Please, ensure to have to rights to save the data: [Policies](https://developers.google.com/youtube/terms/developer-policies). 

In [None]:
# put into a df and save
df = pd.DataFrame(output, columns = ['id', 'created_at', 'description','like_count', 'comment_count'])

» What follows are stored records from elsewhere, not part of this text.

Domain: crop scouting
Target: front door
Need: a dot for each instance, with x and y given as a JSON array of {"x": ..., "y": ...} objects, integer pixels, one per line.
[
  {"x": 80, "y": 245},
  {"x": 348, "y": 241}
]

# Exporting the DataFrame as csv
df.to_csv('youtube.csv',  index=False, sep=";", mode='a', header=False)

## Instagram

In [None]:
# read keys 
with open('instagram.json', 'r') as f:
    insta_info = json.load(f)
    
sessionid = insta_info["sessionid" ]

In [None]:
def appendNextText(name, dateOfPost, e, output):
    # per element, we check if the date is ok and description not null
    if dateOfPost is None or dateOfPost >= lastupdate :
    if len(e["node"]["edge_media_to_caption"]["edges"]) != 0 :
        text = e["node"]["edge_media_to_caption"]["edges"][0]["node"]["text"]
    else:
        text = ""
    output.append([name,text, e["node"]["edge_media_preview_liked_by"]["count"], 
                   e["node"]["edge_media_to_comment"]["count"],
                   dateOfPost])
    return output

In [None]:
def getPhotoDescriptions(name, json, lastupdate, output):
    # for all media photo
    for e in json['entry_data']['ProfilePage'][0]["graphql"]["user"]["edge_owner_to_timeline_media"]["edges"]:
        # get date of the post
        dateOfPost = datetime.datetime.fromtimestamp(e["node"]["taken_at_timestamp"]).replace(tzinfo=pytz.UTC)
        # check the date and description and append to output
        output = appendNextText(name, dateOfPost, e, output)
        
    # iterate with TOKEN
    nextindex = json['entry_data']['ProfilePage'][0]["graphql"]["user"]["edge_owner_to_timeline_media"]['page_info']['end_cursor']
    while dateOfPost is None or dateOfPost >= lastupdate :
        idUser = json['entry_data']['ProfilePage'][0]["graphql"]["user"]["id"]
        # get next media 
        rrr= requests.get("https://www.instagram.com/graphql/query/?query_id=17888483320059182&id="+idUser+"&first=12&after="+nextindex, 
                   headers= {"Cookie":"sessionid=" + sessionid})
        # same loop as before
        for e in rrr.json()["data"]["user"]["edge_owner_to_timeline_media"]["edges"]:
            dateOfPost = datetime.datetime.fromtimestamp(e["node"]["taken_at_timestamp"]).replace(tzinfo=pytz.UTC)
            output = appendNextText(name, dateOfPost, e, output)
        nextindex = rrr.json()["data"]["user"]["edge_owner_to_timeline_media"]['page_info']['end_cursor']   
    return output

In [None]:
listOfDescription = []

In [None]:
# Connecting the profile 
for idC in candidatesId:
    print(idC["instagramId"])
    user = InstagramUser(idC["instagramId"], sessionid = sessionid) 

    # return list of dicts 
    info = user.get_json() 
    listOfDescription += getPhotoDescriptions(idC["name"],info,lastupdate,[])

In [None]:
# note that you should not keep instagram data. 
listOfDescription

Please note that you should not use this instagram script: [Policies](https://developers.facebook.com/docs/instagram-api/)